[PATCH v2 2/3] selftests/resctrl: Fix a division by zero error on Hygon

Xiaochen Shen posted 3 patches 2 weeks ago
There is a newer version of this series
[PATCH v2 2/3] selftests/resctrl: Fix a division by zero error on Hygon
Posted by Xiaochen Shen 2 weeks ago
Commit

  a1cd99e700ec ("selftests/resctrl: Adjust effective L3 cache size with SNC enabled")
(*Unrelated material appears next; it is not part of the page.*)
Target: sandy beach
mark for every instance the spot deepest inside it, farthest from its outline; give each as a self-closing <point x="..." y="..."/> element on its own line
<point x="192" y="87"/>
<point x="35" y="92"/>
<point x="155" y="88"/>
introduced the snc_nodes_per_l3_cache() function to detect the Intel
Sub-NUMA Clustering (SNC) feature by comparing #CPUs in node0 with #CPUs
sharing LLC with CPU0. The function was designed to return:
  (1) >1: SNC mode is enabled.
  (2)  1: SNC mode is not enabled or not supported.

However, on certain Hygon CPUs, #CPUs sharing LLC with CPU0 is actually
less than #CPUs in node0. This results in snc_nodes_per_l3_cache()
returning 0 (calculated as cache_cpus / node_cpus).

This leads to a division by zero error in get_cache_size():
  *cache_size /= snc_nodes_per_l3_cache();

Causing the resctrl selftest to fail with:
  "Floating point exception (core dumped)"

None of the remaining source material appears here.